Dijelaskan, ketiga calo CMPI ini menawarkan biaya keberangkatan menuju Polandia sebesar Rp 10 juta. Para pelaku juga meminta biaya tambahan usai mengetahui tidak job order di negara Kanada.

"Jadi biaya tambahan sebesar Rp 5 juta itu untuk dialihkan ke negara Polandia setelah mengetahui tidak ada job untuk perkebunan di Kanada," kata Feri.

Siasat pelaku menipu korban berjalan mulus. Terlebih lagi ketiga pelaku menawarkan gaji yang cukup fantastis yakni Rp35 juta kepada 12 korban jika sudah bekerja di negara Polandia sebagai table manner.

"Pertama para korban dijanjikan ke Kanada bekerja di sektor perkebunan. Selain itu pelaku juga menjanjikan gaji Rp 35 juta per bulan bagi para korban saat berada di Polandia," kata Feri.

Setelah diusut, ternyata pelaku PJ merupakan pekerja di sebuah perusahaan listrik yang kesehariannya sebagai seorang instalator listrik di NTB. Pelaku mengaku bahwa uang ratusan juta dari hasil iuran biaya keberangkatan 53 CPMI sebagai ongkos menuju Polandia itu habis digunakan untuk mengurus working permit serta paspor.

"Ini pekerjaan sampingan. Saya belum sempat nikmati uangnya. Uangnya habis untuk bikin working permit," kata PJ.

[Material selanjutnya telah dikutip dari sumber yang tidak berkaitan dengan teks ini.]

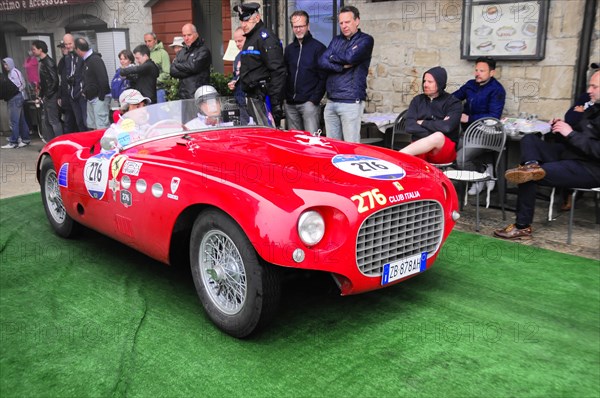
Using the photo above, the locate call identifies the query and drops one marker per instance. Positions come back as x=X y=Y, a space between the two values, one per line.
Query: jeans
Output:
x=97 y=112
x=303 y=116
x=559 y=173
x=79 y=106
x=16 y=116
x=343 y=120
x=51 y=126
x=69 y=122
x=161 y=95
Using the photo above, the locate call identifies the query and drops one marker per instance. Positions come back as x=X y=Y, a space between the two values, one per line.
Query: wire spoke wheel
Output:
x=238 y=291
x=223 y=272
x=56 y=208
x=56 y=211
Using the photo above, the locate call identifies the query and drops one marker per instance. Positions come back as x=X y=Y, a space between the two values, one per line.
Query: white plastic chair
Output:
x=485 y=133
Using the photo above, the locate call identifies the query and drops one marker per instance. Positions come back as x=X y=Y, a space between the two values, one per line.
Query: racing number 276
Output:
x=94 y=171
x=366 y=200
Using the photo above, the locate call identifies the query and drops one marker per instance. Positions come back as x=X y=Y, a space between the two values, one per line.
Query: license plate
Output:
x=403 y=268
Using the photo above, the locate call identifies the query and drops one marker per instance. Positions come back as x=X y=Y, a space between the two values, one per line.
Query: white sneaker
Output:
x=475 y=188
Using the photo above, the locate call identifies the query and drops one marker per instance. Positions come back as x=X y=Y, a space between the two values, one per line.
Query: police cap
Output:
x=246 y=10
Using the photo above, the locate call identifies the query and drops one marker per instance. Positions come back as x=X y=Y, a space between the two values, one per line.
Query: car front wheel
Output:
x=238 y=292
x=60 y=221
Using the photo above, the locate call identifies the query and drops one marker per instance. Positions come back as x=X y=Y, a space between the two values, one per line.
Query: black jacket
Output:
x=145 y=78
x=583 y=143
x=7 y=88
x=48 y=78
x=95 y=78
x=305 y=81
x=262 y=60
x=434 y=111
x=192 y=68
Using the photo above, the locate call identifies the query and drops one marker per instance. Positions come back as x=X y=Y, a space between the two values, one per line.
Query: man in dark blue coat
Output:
x=305 y=84
x=573 y=161
x=262 y=72
x=484 y=96
x=346 y=61
x=192 y=64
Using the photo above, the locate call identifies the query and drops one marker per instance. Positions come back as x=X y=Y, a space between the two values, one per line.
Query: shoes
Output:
x=511 y=232
x=525 y=173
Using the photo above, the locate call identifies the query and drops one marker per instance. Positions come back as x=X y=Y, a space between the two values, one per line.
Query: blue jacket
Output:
x=305 y=81
x=482 y=100
x=347 y=84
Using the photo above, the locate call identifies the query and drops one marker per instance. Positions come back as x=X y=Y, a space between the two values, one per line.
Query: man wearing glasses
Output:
x=305 y=84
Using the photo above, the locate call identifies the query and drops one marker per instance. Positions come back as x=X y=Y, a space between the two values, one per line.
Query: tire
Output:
x=62 y=224
x=239 y=293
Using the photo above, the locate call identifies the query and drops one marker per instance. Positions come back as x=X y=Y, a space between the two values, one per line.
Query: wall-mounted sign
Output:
x=504 y=29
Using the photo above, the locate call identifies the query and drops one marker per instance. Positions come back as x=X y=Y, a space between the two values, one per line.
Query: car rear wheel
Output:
x=239 y=294
x=60 y=221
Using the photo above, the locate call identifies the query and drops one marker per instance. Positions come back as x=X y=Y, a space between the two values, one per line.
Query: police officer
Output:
x=262 y=71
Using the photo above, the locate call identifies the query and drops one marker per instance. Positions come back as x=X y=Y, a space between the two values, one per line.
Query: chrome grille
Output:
x=398 y=232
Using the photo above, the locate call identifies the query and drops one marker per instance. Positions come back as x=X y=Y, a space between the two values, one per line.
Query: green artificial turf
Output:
x=91 y=317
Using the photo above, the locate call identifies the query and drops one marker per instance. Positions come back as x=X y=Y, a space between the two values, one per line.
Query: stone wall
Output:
x=412 y=36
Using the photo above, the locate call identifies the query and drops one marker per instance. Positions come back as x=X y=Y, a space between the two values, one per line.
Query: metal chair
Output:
x=572 y=212
x=400 y=138
x=485 y=133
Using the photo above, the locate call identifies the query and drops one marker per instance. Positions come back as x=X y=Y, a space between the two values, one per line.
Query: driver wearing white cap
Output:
x=209 y=109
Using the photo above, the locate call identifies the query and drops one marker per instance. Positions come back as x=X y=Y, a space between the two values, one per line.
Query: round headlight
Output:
x=311 y=227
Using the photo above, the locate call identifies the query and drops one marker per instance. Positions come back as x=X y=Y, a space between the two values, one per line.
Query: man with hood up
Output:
x=95 y=85
x=18 y=125
x=433 y=119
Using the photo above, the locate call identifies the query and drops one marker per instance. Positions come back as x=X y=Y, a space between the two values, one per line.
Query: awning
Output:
x=12 y=6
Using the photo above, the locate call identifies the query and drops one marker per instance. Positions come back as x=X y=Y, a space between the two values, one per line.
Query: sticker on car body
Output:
x=368 y=167
x=96 y=174
x=63 y=176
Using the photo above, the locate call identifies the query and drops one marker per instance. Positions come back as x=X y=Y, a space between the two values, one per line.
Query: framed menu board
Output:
x=511 y=30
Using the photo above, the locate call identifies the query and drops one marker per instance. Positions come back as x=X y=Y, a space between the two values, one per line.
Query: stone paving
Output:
x=18 y=177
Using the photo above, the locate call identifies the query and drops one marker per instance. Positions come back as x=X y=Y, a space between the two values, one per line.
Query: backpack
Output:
x=7 y=88
x=118 y=85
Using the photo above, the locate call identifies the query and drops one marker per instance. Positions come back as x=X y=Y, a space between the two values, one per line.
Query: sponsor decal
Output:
x=96 y=174
x=401 y=197
x=132 y=168
x=63 y=176
x=126 y=198
x=369 y=200
x=311 y=140
x=174 y=186
x=368 y=167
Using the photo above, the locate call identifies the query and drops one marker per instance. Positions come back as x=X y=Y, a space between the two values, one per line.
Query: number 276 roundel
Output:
x=368 y=167
x=96 y=174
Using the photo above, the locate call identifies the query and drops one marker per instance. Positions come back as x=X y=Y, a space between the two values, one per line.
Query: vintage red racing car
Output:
x=243 y=200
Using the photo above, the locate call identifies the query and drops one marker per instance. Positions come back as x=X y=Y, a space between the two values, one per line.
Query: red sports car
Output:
x=246 y=200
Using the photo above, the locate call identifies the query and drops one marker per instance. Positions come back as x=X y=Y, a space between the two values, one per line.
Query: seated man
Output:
x=209 y=109
x=572 y=161
x=127 y=130
x=433 y=120
x=484 y=96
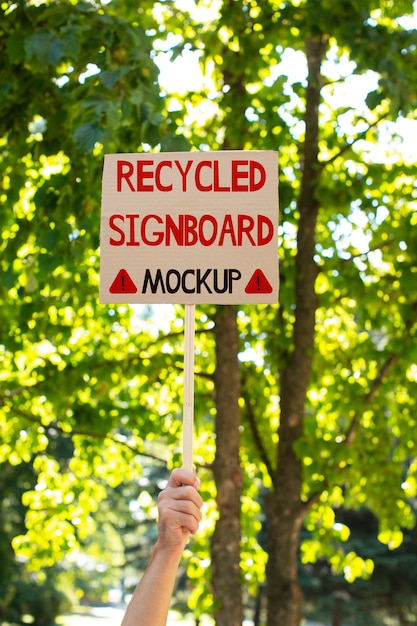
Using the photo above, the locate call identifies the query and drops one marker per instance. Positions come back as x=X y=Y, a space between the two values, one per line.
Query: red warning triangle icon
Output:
x=123 y=283
x=258 y=283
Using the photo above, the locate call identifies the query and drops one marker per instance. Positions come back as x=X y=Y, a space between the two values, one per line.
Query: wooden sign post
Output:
x=190 y=228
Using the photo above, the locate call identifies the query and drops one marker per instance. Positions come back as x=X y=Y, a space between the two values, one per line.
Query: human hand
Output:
x=179 y=507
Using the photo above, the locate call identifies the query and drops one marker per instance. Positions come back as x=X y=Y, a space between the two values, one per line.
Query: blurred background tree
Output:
x=303 y=410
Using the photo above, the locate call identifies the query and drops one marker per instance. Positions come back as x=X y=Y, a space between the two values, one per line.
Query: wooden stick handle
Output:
x=188 y=409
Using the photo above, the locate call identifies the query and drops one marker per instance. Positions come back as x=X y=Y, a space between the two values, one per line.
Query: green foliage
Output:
x=88 y=392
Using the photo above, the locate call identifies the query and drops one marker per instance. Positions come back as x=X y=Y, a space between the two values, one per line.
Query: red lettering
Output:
x=204 y=239
x=158 y=182
x=132 y=218
x=117 y=229
x=254 y=169
x=184 y=173
x=217 y=186
x=176 y=229
x=124 y=171
x=264 y=221
x=190 y=228
x=237 y=175
x=227 y=229
x=143 y=174
x=198 y=182
x=158 y=236
x=245 y=224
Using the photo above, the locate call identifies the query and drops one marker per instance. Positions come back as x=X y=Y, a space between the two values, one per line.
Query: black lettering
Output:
x=153 y=285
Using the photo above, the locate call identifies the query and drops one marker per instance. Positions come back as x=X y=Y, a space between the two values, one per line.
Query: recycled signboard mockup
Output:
x=190 y=227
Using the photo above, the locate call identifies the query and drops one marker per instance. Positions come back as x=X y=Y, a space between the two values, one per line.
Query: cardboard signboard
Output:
x=190 y=227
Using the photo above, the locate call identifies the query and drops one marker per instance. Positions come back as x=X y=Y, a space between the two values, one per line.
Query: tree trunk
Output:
x=284 y=508
x=225 y=547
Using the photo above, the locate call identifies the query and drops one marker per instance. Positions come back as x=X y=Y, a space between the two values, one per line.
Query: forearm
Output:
x=151 y=599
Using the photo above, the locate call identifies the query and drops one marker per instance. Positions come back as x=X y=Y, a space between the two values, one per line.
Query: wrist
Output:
x=167 y=552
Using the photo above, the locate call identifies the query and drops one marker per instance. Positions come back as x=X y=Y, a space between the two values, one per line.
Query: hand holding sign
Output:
x=190 y=228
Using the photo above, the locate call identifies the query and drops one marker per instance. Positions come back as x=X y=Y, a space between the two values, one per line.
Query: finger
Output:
x=181 y=476
x=180 y=495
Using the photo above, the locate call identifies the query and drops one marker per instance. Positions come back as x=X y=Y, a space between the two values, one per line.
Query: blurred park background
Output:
x=305 y=411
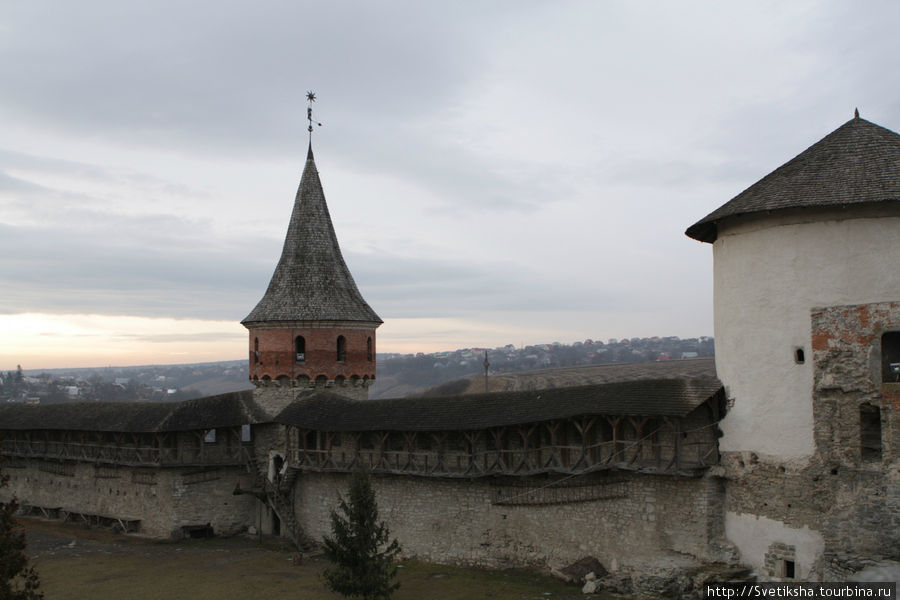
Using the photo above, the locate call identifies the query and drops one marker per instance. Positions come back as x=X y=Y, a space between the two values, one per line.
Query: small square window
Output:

Selain PJ, pelaku HZ juga mengaku bahwa telah menyerahkan uang sekitar Rp 100 juta ke sebuah perusahaan sesuai permintaan PJ. "Saya tidak tahu apa itu Imigrasi. Saya hanya membantu dimintai tolong menjamin uang korban karena banyak sisa uang dari korban yang belum melunasi," kata HZ.

HZ juga mengaku bahwa tidak mengetahui jika di Kanada dan Polandia tidak ada kerjasama job order antara Pemerintah NTB dan kedua negara tersebut.

"Saya hanya dimintai tolong untuk melunasi biaya keberangkatan korban. Saya tidak tahu sama sekali," pungkas HZ.